According to a recent study funded by the European Commission, more than 85% of drug users have experienced violence. These figures are evidence of the neglect of women’s needs and rights in many public drug policies. While women make up, in global figures, one third of drug users, their access to treatment is often made difficult for gender-based reasons such as their role as carers, the lack of flexible timetables in treatment facilities or the existence of timetables adapted to women or the impossibility of attending with their children. It is often women who accompany their partners to treatment, but who accompanies women? Stigma is also a barrier to accessing treatment because the social perception of women who use drugs penalises women more than men.
Violence is present in all places and conditions, and it also occurs, to a greater extent (two to five times more) in women who use drugs. According to the Interleave project report, 86.64% have experienced physical violence, 74.23% physical violence. Sexual abuse is also a situation that unfortunately still occurs in 44.62% of female drug users, and even more seriously in more than 24% when they were children.
On the other side of the coin, with regard to women who participate in the illicit economy, violence is also reflected in the use of women’s bodies to transport drugs, without forgetting the role of women in the narco culture, which is only the tip of the iceberg of the feminicides suffered by women, especially in some countries in the region. Latin America and the Caribbean is home to the largest population of women imprisoned for drug offences, a shockingly high number compared to the imprisonment of men for the same causes. Most had access to less education, live in conditions of poverty and 72% are not charged with violent crimes. 87% of women have children or family members in their care and 62 per cent have no criminal record.
The incarceration of women has devastating consequences for their children and families. In a context of prison overcrowding, the European Cooperation Strategy on Drugs is committed to finding alternative solutions to imprisonment for minor offences.
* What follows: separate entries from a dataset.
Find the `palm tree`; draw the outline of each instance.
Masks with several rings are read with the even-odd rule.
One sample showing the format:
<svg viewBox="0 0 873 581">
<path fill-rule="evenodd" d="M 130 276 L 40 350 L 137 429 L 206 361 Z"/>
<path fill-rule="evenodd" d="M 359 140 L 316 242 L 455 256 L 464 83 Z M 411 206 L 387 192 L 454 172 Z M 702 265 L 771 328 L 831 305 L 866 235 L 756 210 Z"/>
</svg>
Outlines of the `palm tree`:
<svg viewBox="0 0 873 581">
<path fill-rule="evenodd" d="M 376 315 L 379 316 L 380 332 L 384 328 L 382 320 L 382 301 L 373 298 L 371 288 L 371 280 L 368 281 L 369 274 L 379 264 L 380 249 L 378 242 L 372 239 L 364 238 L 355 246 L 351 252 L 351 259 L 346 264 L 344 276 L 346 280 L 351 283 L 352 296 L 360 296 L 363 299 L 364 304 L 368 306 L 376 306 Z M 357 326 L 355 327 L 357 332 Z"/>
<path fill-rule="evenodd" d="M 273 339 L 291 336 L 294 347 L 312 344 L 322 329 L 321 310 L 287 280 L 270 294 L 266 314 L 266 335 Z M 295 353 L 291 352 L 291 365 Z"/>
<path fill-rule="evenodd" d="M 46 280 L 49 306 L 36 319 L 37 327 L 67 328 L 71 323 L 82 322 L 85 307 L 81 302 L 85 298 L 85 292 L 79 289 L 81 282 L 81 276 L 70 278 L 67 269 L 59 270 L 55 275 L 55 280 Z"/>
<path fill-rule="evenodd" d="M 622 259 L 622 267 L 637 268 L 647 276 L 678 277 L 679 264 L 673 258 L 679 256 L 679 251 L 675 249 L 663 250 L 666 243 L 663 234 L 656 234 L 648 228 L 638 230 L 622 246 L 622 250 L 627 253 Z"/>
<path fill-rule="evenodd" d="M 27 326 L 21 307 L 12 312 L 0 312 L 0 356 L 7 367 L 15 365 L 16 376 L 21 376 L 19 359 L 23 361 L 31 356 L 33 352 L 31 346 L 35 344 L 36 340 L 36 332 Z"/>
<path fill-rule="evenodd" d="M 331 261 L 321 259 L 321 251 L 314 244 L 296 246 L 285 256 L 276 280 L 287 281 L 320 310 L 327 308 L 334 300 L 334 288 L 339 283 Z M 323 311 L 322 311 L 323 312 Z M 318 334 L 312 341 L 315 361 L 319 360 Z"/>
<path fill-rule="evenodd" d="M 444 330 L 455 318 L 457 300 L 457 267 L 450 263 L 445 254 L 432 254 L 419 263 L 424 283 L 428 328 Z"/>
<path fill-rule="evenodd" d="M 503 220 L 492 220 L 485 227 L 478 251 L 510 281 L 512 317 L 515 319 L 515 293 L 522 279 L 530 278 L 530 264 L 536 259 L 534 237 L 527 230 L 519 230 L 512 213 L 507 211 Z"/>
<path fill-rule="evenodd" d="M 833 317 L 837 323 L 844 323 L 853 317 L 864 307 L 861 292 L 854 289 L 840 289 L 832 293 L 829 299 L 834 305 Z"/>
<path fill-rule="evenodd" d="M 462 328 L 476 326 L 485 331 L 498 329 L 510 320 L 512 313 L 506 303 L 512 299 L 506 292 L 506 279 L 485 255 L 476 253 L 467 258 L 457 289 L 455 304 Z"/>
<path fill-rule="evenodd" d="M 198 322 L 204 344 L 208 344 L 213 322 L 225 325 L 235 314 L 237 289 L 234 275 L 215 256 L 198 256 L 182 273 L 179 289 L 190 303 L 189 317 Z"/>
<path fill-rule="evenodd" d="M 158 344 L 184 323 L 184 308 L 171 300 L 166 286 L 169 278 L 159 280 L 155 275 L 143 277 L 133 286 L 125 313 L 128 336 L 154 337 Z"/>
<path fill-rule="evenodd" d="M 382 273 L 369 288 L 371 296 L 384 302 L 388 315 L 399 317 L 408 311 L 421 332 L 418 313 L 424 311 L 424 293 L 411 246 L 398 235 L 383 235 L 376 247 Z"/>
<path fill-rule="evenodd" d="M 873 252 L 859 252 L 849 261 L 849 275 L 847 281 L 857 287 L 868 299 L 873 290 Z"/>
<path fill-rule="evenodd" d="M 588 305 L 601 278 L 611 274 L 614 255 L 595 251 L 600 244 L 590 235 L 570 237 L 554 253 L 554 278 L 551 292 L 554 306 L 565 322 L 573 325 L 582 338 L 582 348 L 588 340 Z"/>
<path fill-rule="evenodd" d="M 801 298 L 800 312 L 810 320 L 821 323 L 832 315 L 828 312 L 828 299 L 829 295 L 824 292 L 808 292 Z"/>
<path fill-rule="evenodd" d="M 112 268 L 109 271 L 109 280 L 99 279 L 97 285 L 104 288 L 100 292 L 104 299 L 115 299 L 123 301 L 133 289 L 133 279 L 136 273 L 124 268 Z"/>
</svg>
Specifically, the COPOLAD programme is initiating a line of work and guidance for Latin American and Caribbean countries in this aspect, where it will accompany those countries that wish to do so in the review of penal frameworks, the proportionality of offences and alternatives to imprisonment, as recommended by international conventions.
COPOLAD will reinforce in this third phase its gender focus by promoting in all its actions and specifically with the:
- Training in the incorporation of gender-differentiated indicators in the National Information Systems of the Drug Observatories.
- Incorporation of the gender perspective in the dialogue between the EU and CELAC countries on drug-related issues
- Improving the gender approach in law enforcement activities.
- Promotion of research on drug policies with emphasis on women’s problems and needs
- Promoting research on drug policies with an emphasis on women’s issues and needs.
- Support for public policies that promote the integration of women with addictions into the labour market.
- Design of virtual training modules to improve gender mainstreaming in public drug policies.
- Proposals for alternative measures to the deprivation of liberty of women in minor drug offences.